The Razorback offense does a lot of things well, but the most dangerous part of their scheme is the drop back passing game. Arkansas does a great job attacking different areas of the field, and this post will be broken down into 2 parts; how they attack inside the hashes and how they attack outside the hashes. Each video was cut from various highlights from the season, taken from 6 different SEC contests. The breakdown is then simplified with labels to each of the basic schemes being used in each video. The video is also slowed down to hopefully allow the viewer to easier follow the action of the clips.
Arkansas Drop Back Passing Game – Inside the Hashes
The first set of clips looks at multiple ways Arkansas will get the ball to many of their talented receivers in the middle of the field, but especially their very talented tight end. Of course these plays also have routes outside the hashes, but the focus is on where the ball was completed on each play.
TE Crossing Routes
The first set of clips will focus on how Arkansas gets the ball to their tight in the middle of the field. Often Arkansas uses crossing route combinations of various depths, usually focusing short (0-5 yards) or intermediate (10-15). Here you see the tight end working the middle of the field at multiple depths.
TE Curl Routes
The next set of clips is similar, but here the tight end will find the hole in the zone and sit at depths of 5-15 yards.
WR Cross Routes
This set of clips often take a lot of time and protection by Arkansas offensive front, but the Razorbacks also like to take their talented receivers on shorter (5-10 yard) routes completely across the formation. Often they are looking to pick off defenders with crossing routes coming from the opposite direction or with officials.
WR Curl Routes
Like with the tight end, when Arkansas catches you in zone coverages they will find holes in the interior parts of the zone and curl receivers into the gaps for solid gains.
WR Post Routes
This clip differs slightly because here the route is deeper than the short crossers and attempts to get the ball over the linebackers and underneath the safeties.
The final clip attacks the deep middle of the field by running an inside receiver between the hashes.
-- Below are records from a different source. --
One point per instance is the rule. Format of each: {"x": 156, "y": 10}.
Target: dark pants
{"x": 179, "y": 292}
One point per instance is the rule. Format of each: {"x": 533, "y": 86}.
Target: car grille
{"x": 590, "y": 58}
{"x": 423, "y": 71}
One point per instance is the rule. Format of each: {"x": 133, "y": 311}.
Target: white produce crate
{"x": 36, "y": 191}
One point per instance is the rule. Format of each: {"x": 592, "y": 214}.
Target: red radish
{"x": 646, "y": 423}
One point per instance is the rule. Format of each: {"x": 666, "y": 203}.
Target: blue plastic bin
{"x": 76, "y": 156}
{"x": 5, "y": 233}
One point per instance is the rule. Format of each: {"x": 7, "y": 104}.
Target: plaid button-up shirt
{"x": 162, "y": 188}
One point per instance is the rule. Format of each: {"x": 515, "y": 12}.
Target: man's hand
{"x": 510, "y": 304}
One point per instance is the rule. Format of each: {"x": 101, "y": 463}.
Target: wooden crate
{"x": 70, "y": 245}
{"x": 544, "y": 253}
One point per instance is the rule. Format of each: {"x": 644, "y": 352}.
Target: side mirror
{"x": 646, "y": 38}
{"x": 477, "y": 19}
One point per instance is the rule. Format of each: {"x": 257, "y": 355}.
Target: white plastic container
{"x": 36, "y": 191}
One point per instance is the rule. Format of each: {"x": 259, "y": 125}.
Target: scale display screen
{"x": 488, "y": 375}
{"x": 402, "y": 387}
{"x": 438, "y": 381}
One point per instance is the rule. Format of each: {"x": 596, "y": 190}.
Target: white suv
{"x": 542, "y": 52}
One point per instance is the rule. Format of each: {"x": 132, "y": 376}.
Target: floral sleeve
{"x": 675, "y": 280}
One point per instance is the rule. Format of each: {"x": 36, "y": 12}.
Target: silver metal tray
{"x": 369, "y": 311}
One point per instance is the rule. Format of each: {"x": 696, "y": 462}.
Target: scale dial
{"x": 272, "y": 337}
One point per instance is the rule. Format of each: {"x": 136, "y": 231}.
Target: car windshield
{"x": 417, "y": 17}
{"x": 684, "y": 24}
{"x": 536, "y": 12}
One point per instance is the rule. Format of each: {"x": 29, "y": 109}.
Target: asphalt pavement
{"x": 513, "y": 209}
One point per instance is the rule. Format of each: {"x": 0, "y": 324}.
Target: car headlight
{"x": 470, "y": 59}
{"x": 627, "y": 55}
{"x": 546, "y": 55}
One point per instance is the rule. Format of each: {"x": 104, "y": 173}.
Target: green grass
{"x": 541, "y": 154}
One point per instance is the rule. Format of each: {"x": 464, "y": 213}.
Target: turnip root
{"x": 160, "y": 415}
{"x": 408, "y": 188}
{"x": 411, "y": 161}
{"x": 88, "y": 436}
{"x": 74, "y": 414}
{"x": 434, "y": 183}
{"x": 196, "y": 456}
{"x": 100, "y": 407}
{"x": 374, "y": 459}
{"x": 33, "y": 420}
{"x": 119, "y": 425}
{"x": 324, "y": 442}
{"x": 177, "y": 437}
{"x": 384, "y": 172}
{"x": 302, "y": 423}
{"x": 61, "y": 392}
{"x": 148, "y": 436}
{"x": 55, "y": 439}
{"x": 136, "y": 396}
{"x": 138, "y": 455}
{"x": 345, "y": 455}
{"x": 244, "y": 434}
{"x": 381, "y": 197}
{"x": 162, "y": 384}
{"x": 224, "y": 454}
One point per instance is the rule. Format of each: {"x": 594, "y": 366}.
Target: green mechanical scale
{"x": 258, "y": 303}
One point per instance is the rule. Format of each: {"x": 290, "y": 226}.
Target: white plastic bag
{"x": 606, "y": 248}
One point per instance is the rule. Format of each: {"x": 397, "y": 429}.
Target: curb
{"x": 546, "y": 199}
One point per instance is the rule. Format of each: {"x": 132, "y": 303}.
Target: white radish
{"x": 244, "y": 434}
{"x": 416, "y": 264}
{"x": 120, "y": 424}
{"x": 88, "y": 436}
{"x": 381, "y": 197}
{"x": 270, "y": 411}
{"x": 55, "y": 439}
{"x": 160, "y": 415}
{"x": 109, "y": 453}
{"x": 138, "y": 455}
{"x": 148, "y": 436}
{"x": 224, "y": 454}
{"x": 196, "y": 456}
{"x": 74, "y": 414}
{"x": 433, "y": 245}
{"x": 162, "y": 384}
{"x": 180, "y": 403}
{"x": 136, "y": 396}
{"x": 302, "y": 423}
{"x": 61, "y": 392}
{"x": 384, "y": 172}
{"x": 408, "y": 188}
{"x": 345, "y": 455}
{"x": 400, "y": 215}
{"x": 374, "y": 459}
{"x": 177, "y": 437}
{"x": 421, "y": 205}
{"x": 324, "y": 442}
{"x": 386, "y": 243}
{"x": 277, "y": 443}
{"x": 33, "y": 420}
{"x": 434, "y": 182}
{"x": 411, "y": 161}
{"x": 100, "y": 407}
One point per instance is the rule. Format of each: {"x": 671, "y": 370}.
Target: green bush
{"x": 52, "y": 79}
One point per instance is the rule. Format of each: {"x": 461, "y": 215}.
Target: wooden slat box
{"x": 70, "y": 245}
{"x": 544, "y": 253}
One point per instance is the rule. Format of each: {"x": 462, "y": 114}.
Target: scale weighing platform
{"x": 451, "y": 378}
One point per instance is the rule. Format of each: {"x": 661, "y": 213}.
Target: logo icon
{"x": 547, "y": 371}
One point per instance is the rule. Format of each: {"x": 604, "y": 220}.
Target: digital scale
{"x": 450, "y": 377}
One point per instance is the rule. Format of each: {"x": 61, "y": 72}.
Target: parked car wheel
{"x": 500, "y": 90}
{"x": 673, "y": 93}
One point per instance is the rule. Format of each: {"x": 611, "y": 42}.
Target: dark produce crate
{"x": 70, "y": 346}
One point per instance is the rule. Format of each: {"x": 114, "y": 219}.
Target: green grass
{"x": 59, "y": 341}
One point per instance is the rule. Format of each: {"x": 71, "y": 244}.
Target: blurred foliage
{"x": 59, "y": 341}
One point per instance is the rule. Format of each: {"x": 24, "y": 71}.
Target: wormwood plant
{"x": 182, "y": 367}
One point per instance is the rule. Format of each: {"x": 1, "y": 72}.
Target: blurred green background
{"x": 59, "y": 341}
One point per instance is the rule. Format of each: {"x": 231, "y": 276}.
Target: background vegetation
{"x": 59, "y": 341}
Vertical routes outside the hashes pull the safeties outside opening up the middle of the field.
Arkansas Drop Back Passing Game – Outside the Hashes
Arkansas does a great job with their route combinations on both outside thirds of the field. Here they put a lot of pressure on both man and zone defenses by getting 2 to 3 receivers at various depths giving Wilson fairly simple reads.
RB Flat and Swing Routes
The first set of clips show the great job Arkansas does getting the ball to backs out of the backfield in their drop back passing game. They will run their back through the formation and then out into the flat or swing him out of the backfield. This puts a ton of pressure on linebackers to be sound in their coverages and gives the Razorbacks coverage mismatches.
Vertical – Flat/Out/Swing
These combinations show the outside receiver in the formation running vertical routes (or in some cases the outside 2 receivers in trips formations) or fades while the inside receiver runs a quick flat/out route or send a running back to the play side on a swing. These combinations put extreme pressure on cover 2 zones and put the corner in a bind. The also put pressure on man coverage, especially to cover the inside receiver on a quick route. As you can see Wilson will hit the flat/out route, then come back and hit the verticals of the fade underneath the cover 2 safety.
In this clip there is no underneath route. The deep safety attempts to take the inside receiver man and has no chance. Granted, both receivers make the mistake of running their routes to essentially the same location, but it still ends up a big play for Arkansas.
Slant – Flat/Swing
In these clips the outside receiver runs a slant route and the inside receiver runs a flat route or swing route from a back. In both the receiver finds the hole in the zone while the flat or the swing holds the cover 2 corner who has to cover the short outside route.
Slant – Corner
A similar combination, the outside receiver runs the same slant route, but the inside receiver runs a deeper corner route 10-15 yards down the field. This works as a pick play against man defenders, but is also a good route to attack the gap against cover 2 zones.
Slant – Vertical
Again the outside receiver runs the slant, but here the inside receiver runs a vertical. Often defenses get caught with a linebacker or safety caught covering the inside receiver which is a huge mismatch in the Razorback’s favor.